The SC's verdict is now expected to trigger a major change in state-specific rules modelled on this Act

A view of the Supreme Court | Photo: PTI
A view of the Supreme Court | Photo: PTI

The Supreme Court’s (SC’s) recent verdict upholding the jurisdiction of the Real Estate (Regulation & Development) Act, 2016, or RERA, in two different matters is expected to help homebuyers escape unnecessary harassment and put pressure on unscrupulous developers to toe the line.

Firstly, the SC’s verdict — upholding the jurisdiction of RERA on all realty projects that were ongoing and had not received completion certificate until the law came into effect — is now expected to trigger a major change in state-specific rules modelled on this Act.

The ‘ongoing projects’ included launches which had not obtained ‘completion certificate’ from civic agencies when the RERA Act was notified in the country.

“The ‘ongoing projects’ were deliberately brought within the ambit of RERA at a time when the development of real estate projects was not regulated and homebuyers were suffering from mounting incomplete inventory in the real estate industry,” said Abhilash Pillai, partner, Cyril Amarchand Mangaldas.

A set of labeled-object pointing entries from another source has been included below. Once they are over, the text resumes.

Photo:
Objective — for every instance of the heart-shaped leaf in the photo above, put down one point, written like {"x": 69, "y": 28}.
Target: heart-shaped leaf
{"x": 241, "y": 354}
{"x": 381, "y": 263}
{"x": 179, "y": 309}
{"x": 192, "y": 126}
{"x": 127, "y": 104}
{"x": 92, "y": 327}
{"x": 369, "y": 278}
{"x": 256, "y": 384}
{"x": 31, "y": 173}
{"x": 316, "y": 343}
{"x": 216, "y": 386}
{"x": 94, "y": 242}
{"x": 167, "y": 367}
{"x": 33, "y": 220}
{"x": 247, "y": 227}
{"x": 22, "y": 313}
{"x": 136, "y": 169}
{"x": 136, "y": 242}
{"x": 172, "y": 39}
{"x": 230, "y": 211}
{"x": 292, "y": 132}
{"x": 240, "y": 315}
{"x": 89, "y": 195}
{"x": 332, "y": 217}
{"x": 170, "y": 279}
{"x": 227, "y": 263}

Pillai said while some states have defined and expanded the ambit of ‘ongoing projects’ in their RERA rules, the essence of the central legislation could not have been diluted.

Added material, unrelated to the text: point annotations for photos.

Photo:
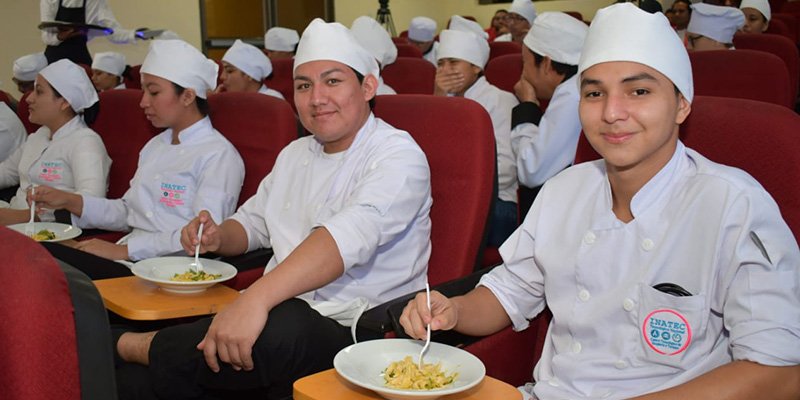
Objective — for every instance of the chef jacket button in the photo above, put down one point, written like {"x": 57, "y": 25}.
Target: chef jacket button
{"x": 628, "y": 305}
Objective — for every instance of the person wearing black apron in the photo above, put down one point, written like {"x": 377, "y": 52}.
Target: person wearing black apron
{"x": 73, "y": 41}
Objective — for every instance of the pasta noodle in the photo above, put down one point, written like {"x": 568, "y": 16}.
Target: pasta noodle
{"x": 406, "y": 374}
{"x": 194, "y": 276}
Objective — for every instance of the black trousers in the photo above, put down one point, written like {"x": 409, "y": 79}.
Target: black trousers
{"x": 297, "y": 341}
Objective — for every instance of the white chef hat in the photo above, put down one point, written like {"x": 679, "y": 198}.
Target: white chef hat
{"x": 71, "y": 81}
{"x": 524, "y": 8}
{"x": 333, "y": 41}
{"x": 464, "y": 46}
{"x": 761, "y": 5}
{"x": 459, "y": 23}
{"x": 281, "y": 39}
{"x": 179, "y": 62}
{"x": 248, "y": 59}
{"x": 558, "y": 36}
{"x": 422, "y": 29}
{"x": 715, "y": 22}
{"x": 110, "y": 62}
{"x": 623, "y": 32}
{"x": 375, "y": 39}
{"x": 27, "y": 67}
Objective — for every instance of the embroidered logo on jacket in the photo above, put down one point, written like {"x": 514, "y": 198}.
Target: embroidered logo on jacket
{"x": 51, "y": 171}
{"x": 172, "y": 195}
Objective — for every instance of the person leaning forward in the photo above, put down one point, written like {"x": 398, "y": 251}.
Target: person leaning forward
{"x": 346, "y": 212}
{"x": 644, "y": 257}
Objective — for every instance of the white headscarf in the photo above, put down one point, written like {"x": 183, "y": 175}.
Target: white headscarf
{"x": 71, "y": 81}
{"x": 248, "y": 59}
{"x": 558, "y": 36}
{"x": 761, "y": 5}
{"x": 334, "y": 42}
{"x": 110, "y": 62}
{"x": 374, "y": 38}
{"x": 524, "y": 8}
{"x": 623, "y": 32}
{"x": 715, "y": 22}
{"x": 182, "y": 64}
{"x": 464, "y": 46}
{"x": 27, "y": 67}
{"x": 422, "y": 29}
{"x": 281, "y": 39}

“That is why in the Newtech judgment, the SC upheld this facet of the RERA Act, as well as the constitutionality of applicability of RERA to ‘ongoing projects’. This has been done keeping in mind that such ‘ongoing projects’ are necessarily required to be brought within the purview of the RERA to protect the interests of homebuyers.  This is the only way to ensure timely completion of delayed and under-construction projects,” he said.

Anuj Puri, chairman of Anarock Property Consultants, said this verdict by the apex court reaffirms the faith of several homebuyers who were otherwise being taken for a ride, and the court through this verdict has given more powers to RERA.

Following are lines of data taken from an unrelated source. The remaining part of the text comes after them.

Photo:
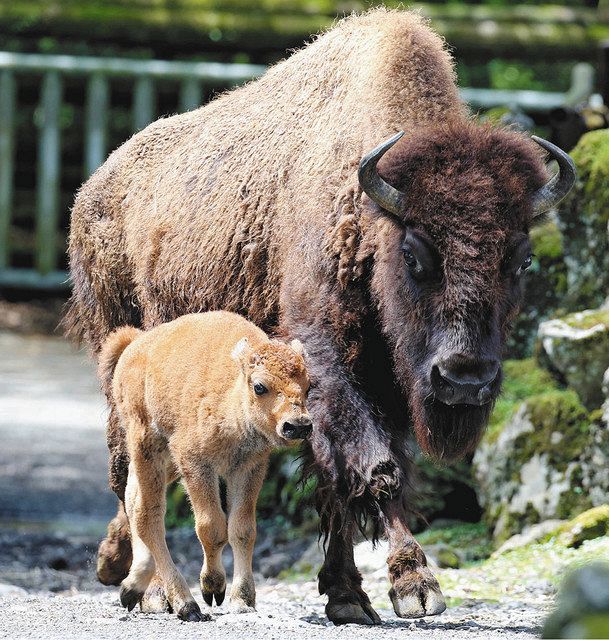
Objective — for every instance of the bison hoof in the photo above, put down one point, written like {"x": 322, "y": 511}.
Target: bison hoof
{"x": 350, "y": 613}
{"x": 416, "y": 601}
{"x": 130, "y": 597}
{"x": 210, "y": 596}
{"x": 190, "y": 612}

“The RERA rules were diluted in many states and being misused by some developers. Many under-construction projects that had still been not completed till the RERA implementation didn’t come under its ambit. Now with the SC verdict, these under-construction projects, too, will come under RERA and thereby benefit homebuyers in the long run,” said Puri.

Puri says the sector might see increased completion of residential projects in times to come.

“Developers of many of the under-construction projects that didn’t fall within the ambit of RERA moved on and began to focus on their projects under RERA. Now with all such projects under RERA, they will have to complete these projects. Therefore, we may see reduction in the number of units that have been heavily delayed or completely stalled,” he said.

According to the Anarock data, as of July, nearly 629,000 housing units were in various stages of (non)-completion across the top seven cities. These homes were launched in 2014 or earlier and were either heavily delayed or completely stalled.

Investors, such as Amit Goenka, chief executive and managing director (MD) of Nisus Finance, said the comfort they had with regard to RERA implementation was limited to particular states and fund flows were crimped in states, such as West Bengal, that did not have proper RERA implementation.

“It was becoming impossible for investors and purchasers to understand the implementation of RERA in different states. It is important to standardise the law across states,” said Goenka.

In another judgment, the SC upheld a provision in the RERA law, which makes it mandatory for builders to deposit full compensation and interest ordered by the regulator or at least 30 per cent of the penalty as a pre-condition for challenging any such order.

Previously, if RERA authorities imposed a fine on a developer, the latter could go and appeal the order. This tactic was invariably used by few developers to waste time.

While this verdict is expected to help homebuyers, it is expected to create cash-flow problems for developers starved of funds.

“The objective of such a provision under the RERA Act is to protect the interests of a successful party that has obtained a favourable order from the RERA authority.  Such a provision will also ensure only genuine appeals are filed and required to be entertained by the appellate authorities. Practically, this requirement of pre-deposit of amount can become burdensome on developers struggling to stay afloat,” said Pillai.

From a developer-lender perspective, these are such costs which are generally not factored in the business plan of a project.  Such an upfront deposit could cause short-term cash-flow problems, which thus, has a direct impact on the payout to vendors and lenders, he said.

Niranjan Hiranandani, MD of Hiranandani Group, said the SC thinks developers do not go scot-free without depositing money and fight endlessly in courts.

“Nothing stops developers by going to the SC, but there should be some accountability,” he said.